Saute the onion, garlic, and rosemary in the olive oil in a large-ish frying pan (or saucepan, if that's what you have) until the onion is translucent. Fish the sprigs of rosemary out, and set two aside (let these cool for a minute or two). Add the tomatoes and one can of the garbanzos to the pan. Let that simmer for 5-10 minutes. In the meantime, remove the rosemary leaves from two of the stalks, and add the leaves to the pan.

Here's what I do, but you don't have to: blend everything in the pan in a blender (or use an immersion blender) until it's a consistency that looks tasty to you. Then add the other can of garbanzos. I've always blended, but I'm sure this would be just as good if you weren't able to do so.

Add salt and pepper to your liking. Serve over pasta. It's so much better the next day that you might consider making it ahead of time.

posted by corey flood at 7:32 AM on February 14, 2009 [1 favorite]

My mum always made delicious 'steamed' cake in the microwave for a quick dessert. There's a nice recipe with raspberries here. You can use syrup or jam, or probably other fruits, instead of the raspberries if you prefer.
posted by pocketfluff at 7:49 AM on February 14, 2009

Mark Bittman has a great column about how much stuff you can cook using a microwave.

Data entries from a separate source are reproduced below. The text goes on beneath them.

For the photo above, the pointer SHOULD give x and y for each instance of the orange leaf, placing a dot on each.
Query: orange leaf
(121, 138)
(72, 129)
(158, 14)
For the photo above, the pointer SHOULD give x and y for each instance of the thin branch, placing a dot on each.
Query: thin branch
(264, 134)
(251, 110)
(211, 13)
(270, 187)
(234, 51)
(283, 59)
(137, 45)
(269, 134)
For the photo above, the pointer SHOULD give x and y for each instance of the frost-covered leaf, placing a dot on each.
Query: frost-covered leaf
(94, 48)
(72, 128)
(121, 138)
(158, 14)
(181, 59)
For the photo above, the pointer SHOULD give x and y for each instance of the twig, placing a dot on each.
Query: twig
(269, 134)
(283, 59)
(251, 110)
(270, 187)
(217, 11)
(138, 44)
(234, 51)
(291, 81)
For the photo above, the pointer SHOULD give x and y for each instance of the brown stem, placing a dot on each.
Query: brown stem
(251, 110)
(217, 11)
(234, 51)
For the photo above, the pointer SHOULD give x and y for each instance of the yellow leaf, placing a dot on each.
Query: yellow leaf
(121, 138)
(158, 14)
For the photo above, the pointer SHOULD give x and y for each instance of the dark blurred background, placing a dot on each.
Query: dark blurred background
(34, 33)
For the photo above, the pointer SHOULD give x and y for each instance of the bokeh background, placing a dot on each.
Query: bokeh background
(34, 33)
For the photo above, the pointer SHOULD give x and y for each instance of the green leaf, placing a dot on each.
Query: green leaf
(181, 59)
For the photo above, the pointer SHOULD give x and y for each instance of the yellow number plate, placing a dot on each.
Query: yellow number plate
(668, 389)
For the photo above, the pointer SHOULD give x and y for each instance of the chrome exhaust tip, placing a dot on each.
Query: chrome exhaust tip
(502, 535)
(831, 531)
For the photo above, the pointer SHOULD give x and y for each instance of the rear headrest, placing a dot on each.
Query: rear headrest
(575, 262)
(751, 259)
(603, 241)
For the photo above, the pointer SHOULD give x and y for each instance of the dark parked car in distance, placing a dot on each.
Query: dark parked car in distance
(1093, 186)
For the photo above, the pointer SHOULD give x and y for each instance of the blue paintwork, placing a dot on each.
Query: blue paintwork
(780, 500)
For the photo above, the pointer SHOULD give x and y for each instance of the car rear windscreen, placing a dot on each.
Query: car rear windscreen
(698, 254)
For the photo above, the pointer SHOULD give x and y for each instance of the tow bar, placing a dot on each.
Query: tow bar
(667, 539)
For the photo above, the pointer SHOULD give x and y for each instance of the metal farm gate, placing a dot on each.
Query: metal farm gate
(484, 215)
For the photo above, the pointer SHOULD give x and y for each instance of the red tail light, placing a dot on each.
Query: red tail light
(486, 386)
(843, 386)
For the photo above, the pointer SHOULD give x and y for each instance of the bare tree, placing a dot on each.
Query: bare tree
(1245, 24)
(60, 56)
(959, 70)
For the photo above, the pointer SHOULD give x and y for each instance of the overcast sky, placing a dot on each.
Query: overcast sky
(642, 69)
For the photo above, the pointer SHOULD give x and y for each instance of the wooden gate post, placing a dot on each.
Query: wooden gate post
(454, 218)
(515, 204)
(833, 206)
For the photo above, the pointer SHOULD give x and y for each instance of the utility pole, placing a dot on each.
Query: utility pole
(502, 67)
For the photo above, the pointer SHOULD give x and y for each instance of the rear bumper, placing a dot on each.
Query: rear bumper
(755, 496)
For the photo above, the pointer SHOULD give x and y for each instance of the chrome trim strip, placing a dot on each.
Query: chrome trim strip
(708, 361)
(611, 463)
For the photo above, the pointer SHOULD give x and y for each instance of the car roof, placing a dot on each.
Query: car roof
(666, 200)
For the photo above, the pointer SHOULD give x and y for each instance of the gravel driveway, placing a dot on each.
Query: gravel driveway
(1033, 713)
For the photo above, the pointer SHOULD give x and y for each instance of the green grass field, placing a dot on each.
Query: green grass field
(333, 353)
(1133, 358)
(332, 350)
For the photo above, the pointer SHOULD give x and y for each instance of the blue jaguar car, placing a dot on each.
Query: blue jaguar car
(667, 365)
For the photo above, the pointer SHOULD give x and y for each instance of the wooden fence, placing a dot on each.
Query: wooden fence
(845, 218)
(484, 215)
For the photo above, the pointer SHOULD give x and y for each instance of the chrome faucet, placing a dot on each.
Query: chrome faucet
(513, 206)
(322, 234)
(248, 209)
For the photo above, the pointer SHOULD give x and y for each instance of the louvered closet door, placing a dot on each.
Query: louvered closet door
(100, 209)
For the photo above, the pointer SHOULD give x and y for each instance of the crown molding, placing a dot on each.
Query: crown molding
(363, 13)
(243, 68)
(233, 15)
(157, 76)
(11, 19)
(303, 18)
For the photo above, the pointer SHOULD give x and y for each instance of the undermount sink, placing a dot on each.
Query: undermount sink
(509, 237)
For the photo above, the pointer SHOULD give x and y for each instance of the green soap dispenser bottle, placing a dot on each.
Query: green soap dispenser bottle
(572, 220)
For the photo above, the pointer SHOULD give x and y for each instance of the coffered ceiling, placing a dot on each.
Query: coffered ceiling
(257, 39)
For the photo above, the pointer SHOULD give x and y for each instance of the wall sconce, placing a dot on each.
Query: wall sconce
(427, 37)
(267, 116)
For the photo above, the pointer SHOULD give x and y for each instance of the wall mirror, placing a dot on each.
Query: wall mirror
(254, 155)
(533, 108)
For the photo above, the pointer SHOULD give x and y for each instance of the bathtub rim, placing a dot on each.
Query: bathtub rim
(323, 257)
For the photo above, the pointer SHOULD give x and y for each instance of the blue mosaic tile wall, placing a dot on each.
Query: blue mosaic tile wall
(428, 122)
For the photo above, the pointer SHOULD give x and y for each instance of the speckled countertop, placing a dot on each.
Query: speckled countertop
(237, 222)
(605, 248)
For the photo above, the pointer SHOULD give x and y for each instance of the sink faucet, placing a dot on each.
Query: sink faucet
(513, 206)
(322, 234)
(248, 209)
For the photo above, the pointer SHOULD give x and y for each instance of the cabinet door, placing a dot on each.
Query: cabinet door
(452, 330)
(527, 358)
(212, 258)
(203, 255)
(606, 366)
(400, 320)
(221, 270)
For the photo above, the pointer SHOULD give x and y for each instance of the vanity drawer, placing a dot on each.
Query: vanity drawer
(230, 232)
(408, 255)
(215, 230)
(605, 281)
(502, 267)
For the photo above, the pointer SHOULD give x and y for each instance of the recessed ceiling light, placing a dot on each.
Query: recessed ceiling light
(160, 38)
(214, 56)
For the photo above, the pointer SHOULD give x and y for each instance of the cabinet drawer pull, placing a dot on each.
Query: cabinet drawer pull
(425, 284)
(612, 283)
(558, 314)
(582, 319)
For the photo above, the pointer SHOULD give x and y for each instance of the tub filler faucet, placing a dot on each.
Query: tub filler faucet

But really, it seems like the only things you wouldn't be able to do is make big oven stuff - ie, no bread or big birds or roasts. But you should be able to cook anything else.
posted by lunasol at 8:09 AM on February 14, 2009

Cuisinart sponsors a series of videos in which chef Eric Ripert prepares pretty respectable dishes in one of their toaster ovens.
posted by letourneau at 10:33 AM on February 14, 2009

I used to cook whole chickens in my microwave and still cook cakes in there. Risottos are simple and marvellous in a microwave. I do microwave jams and fudge.

I do meatloaves in the toaster oven, bake breaded chicken and/or pork chops (this is for a family of four), and while it's cheating a bit, I buy premade cookie dough and bake half a dozen cookies at a time on many occasions for a quick snack. The larger stores in my city stock plenty of toaster-oven sized pans, muffin tins, etc.

Fave of ours is meatloaf in the toaster oven accompanied by a microwave-cooked mushroom and peas risotto with a big green salad.

If you're ever going to add one more appliance, I'd make it a bread maker. Then you've got yeast breads, quick breads, jams, and baked desserts (such as fruit crisps and crumbles) covered as well. I frequently put in an herb & garlic rustic loaf in the bread maker, make homemade soup on the stovetop or in the microwave, and serve a pretty special dinner as a result.

The sites previously mentioned are all good rsourced.

Good luck!
posted by angiep at 3:31 PM on February 14, 2009

A portable induction burner is not a bad idea if you need another stovetop pan, just make sure your pans have some sort of stainless or iron in them, otherwise they won't work.